«Così il Paese sarà stabile per i prossimi trent’anni»

RomaMinistro Roberto Calderoli, inutile chiederle se è soddisfatto...
«Inutile dirle che lo sono. Questo voto è il frutto di tanto, tanto, tanto lavoro».
Si aspettava di riuscire a portare a casa un risultato tanto condiviso?
«Solo sei contrari su 270 votanti. È andata al di là delle migliori aspettative visto che è dal 1993 che non si registrava una simile convergenza tra maggioranza e opposizione».
Dopo anni, tra l’altro, in cui la contrapposizione tra i poli è stata dura e a volte senza esclusione di colpi. Secondo lei da oggi cambia qualcosa?
«Questo metodo l’abbiamo costruito fin dall’inizio coinvolgendo Pd, Idv, Mpa e le autonomie locali nella stesura del provvedimento. D’altra parte, non faccio fatica ad ammettere - e l’ho fatto all’inizio di questo percorso - che è stato un errore fare le riforme a maggioranza. Un errore che abbiamo fatto noi e che hanno fatto anche loro. Ora spero che questo voto sia il primo atto di un metodo di condivisione che faccia sì che questa possa essere una legislatura costituente».
E quali potrebbero essere i prossimi passi?
«Il voto di oggi è un tassello di una riforma complessiva che prevede la riforma costituzionale con quattro passaggi alle Camere e in un anno e mezzo avremo il federalismo fiscale, la riforma costituzionale e la Carta delle autonomie».
C’è chi dice che la sponda del Pd serva anche ad evitare che un referendum confermativo possa affossare la riforma come accadde nel 2006...
«Guardi, condividere una riforma di simile portata con l’opposizione significa poter ragionevolmente sperare che la prossima maggioranza non la cambierà e che per 20-30 anni il Paese potrà contare su regole certe e su un sistema stabile».
Quando il ministro Tremonti è andato in Senato e ha detto che non era possibile fare una previsione sull’impatto finanziario del federalismo fiscale si è temuto che l’opposizione potesse votare no. E si è letto sui giornali di un po’ di freddo tra la Lega e Tremonti...

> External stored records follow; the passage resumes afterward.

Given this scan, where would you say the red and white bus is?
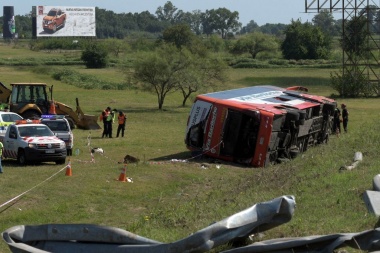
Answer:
[185,85,337,167]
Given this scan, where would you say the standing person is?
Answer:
[116,111,127,137]
[341,104,348,133]
[99,107,109,138]
[106,107,116,138]
[333,107,340,134]
[0,142,4,173]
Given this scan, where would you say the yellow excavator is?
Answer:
[0,82,101,130]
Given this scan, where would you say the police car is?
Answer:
[41,115,74,156]
[0,112,23,134]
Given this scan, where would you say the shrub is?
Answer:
[81,42,108,68]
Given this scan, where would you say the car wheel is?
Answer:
[66,117,75,130]
[17,150,27,165]
[55,159,66,164]
[21,110,41,119]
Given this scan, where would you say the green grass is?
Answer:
[0,46,380,252]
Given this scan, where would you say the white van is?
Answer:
[41,115,74,156]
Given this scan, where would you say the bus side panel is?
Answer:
[203,104,227,157]
[252,111,274,167]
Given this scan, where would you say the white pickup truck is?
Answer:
[0,120,67,165]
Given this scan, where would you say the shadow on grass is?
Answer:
[147,151,253,168]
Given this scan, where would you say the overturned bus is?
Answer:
[185,85,337,167]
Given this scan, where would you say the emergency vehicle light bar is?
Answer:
[41,114,65,119]
[15,119,41,125]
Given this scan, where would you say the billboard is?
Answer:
[33,6,96,37]
[3,6,16,39]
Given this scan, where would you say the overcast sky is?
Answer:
[0,0,342,26]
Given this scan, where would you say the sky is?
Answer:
[0,0,338,26]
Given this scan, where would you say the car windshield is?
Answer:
[42,121,69,132]
[18,126,54,137]
[1,113,22,122]
[48,10,57,17]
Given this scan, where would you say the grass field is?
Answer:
[0,42,380,252]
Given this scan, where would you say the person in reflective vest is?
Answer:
[106,107,116,138]
[116,111,127,137]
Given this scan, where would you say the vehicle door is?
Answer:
[3,125,18,158]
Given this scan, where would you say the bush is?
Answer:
[81,42,108,68]
[330,68,374,97]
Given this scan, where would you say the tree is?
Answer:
[81,42,108,68]
[202,8,241,39]
[133,44,191,110]
[340,16,369,56]
[156,1,182,25]
[313,10,338,36]
[230,32,278,59]
[281,20,331,60]
[179,55,226,106]
[162,24,195,49]
[240,20,259,34]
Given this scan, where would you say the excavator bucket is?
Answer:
[76,98,101,130]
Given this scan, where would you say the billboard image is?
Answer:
[33,6,96,37]
[3,6,16,39]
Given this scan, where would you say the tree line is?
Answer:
[0,1,341,39]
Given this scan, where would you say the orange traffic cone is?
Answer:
[49,100,57,114]
[118,164,127,182]
[66,160,73,177]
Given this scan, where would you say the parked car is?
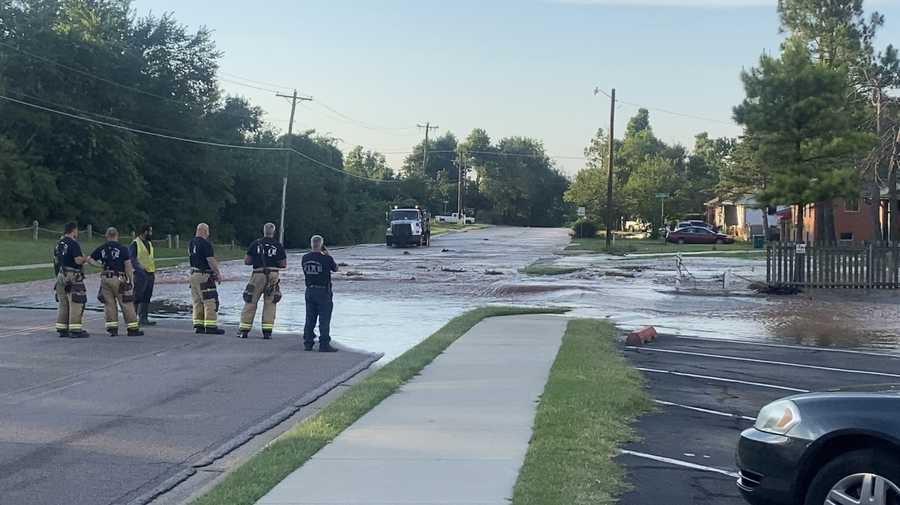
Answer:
[737,384,900,505]
[666,226,734,244]
[675,221,716,231]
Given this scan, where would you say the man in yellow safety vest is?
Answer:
[129,224,156,326]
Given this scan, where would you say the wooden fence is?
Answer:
[766,242,900,289]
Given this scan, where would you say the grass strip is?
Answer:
[512,320,652,505]
[192,307,566,505]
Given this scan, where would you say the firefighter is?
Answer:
[53,223,90,338]
[188,223,225,335]
[301,235,338,352]
[129,224,156,326]
[88,227,144,337]
[237,223,287,340]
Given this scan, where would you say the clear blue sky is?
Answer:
[134,0,900,174]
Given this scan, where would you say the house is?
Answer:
[706,196,777,240]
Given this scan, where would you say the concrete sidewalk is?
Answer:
[257,316,567,505]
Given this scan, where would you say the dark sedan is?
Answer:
[666,226,734,244]
[737,385,900,505]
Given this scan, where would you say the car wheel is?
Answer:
[804,449,900,505]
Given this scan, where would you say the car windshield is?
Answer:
[391,210,419,221]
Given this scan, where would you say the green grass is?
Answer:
[0,238,245,284]
[566,234,753,254]
[519,261,581,275]
[512,320,652,505]
[192,307,565,505]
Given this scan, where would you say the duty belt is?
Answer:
[253,268,281,275]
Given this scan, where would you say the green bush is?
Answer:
[572,219,600,238]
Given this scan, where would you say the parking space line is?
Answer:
[665,335,900,359]
[619,449,738,479]
[625,346,900,379]
[635,367,809,393]
[653,400,756,422]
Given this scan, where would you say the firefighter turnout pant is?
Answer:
[240,270,281,335]
[55,270,87,333]
[98,272,140,332]
[191,271,219,329]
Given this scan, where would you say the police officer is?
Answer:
[88,227,144,337]
[301,235,338,352]
[237,223,287,340]
[188,223,225,335]
[129,224,156,326]
[53,223,90,338]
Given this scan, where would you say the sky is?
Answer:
[134,0,900,175]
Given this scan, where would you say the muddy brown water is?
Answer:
[0,227,900,361]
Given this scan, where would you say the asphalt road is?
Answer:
[619,336,900,505]
[0,309,375,505]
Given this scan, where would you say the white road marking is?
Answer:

«Chi conosce la materia sa che era un quesito cui era impossibile dare una risposta perché le variabili sono troppe. Numeri ne abbiamo e tanti, ma è necessaria prima un’armonizzazione tra i quattro diversi livelli di governo: Stato, Regioni, Province e Comuni. Insomma, non si può fare in un giorno la stima di quello che andrebbe visto dal 1948 ad oggi. E comunque non appena avremo le risposte le daremo anche all’opposizione».
Con chi ha lavorato meglio nel centrosinistra?
«Con il relatore di minoranza Walter Vitali. Eppoi, quando dalla commissione si è passati all’Aula anche con Anna Finocchiaro e Luigi Zanda che hanno partecipato ai tavoli e si sono resi conto del lavoro che era stato fatto».
Per esempio?
«Abbiamo avuto il coraggio di rispondere a una serie di incompiute che ci portavamo dietro dalle ultime legislature: dalle funzioni fondamentali di Comuni, Province e Regioni che dovevano essere fatte con il Codice delle autonomie, alla questione delle città metropolitane di cui si parlava da tempo».
C’è chi dice che il percorso alla Camera non sarà così rapido, causa le perplessità di quegli ambienti di Forza Italia e An più vicini alle ragioni del Sud...
«Mi è stato detto dal nostro capogruppo, Cota, che forse sarà già calendarizzata la settimana prossima. Mi pare, insomma, che le cose procedano bene».
Ma c’è un tira e molla nella maggioranza tra «partito del Nord» e «partito del Sud»?
«Il relatore di maggioranza è Antonio Azzolini che è sindaco di Molfetta. E credo che questa sia la miglior garanzia di tutela del Mezzogiorno. Vorrei che fosse chiaro che abbiamo scelto la strada del federalismo solidale e della responsabilità, nel senso che i parametri devono valere per tutti».
Dopo il voto della Camera si dovrà passare ai decreti delegati, cioè ai contenuti. Una previsione dei tempi?
«Abbiamo al massimo due anni, ma il mio auspicio è che si riesca a chiudere in un anno».
Pensa che sia possibile che dal Pd arrivino anche voti favorevoli e non solo astensioni?
«Magari fosse... Anche se credo sia molto difficile, perché il voto favorevole comporta una condivisione totale che non credo sia possibile. Se pur d’accordo nei principi, infatti, tra noi e l’opposizione restano modulazioni diverse».
Non c’è il rischio che il clima elettorale in vista della tornata di giugno possa condizionare il dibattito sulle riforme?
«In Italia si vota ogni anno e chi segue questa logica sarebbe bene che cambiasse mestiere».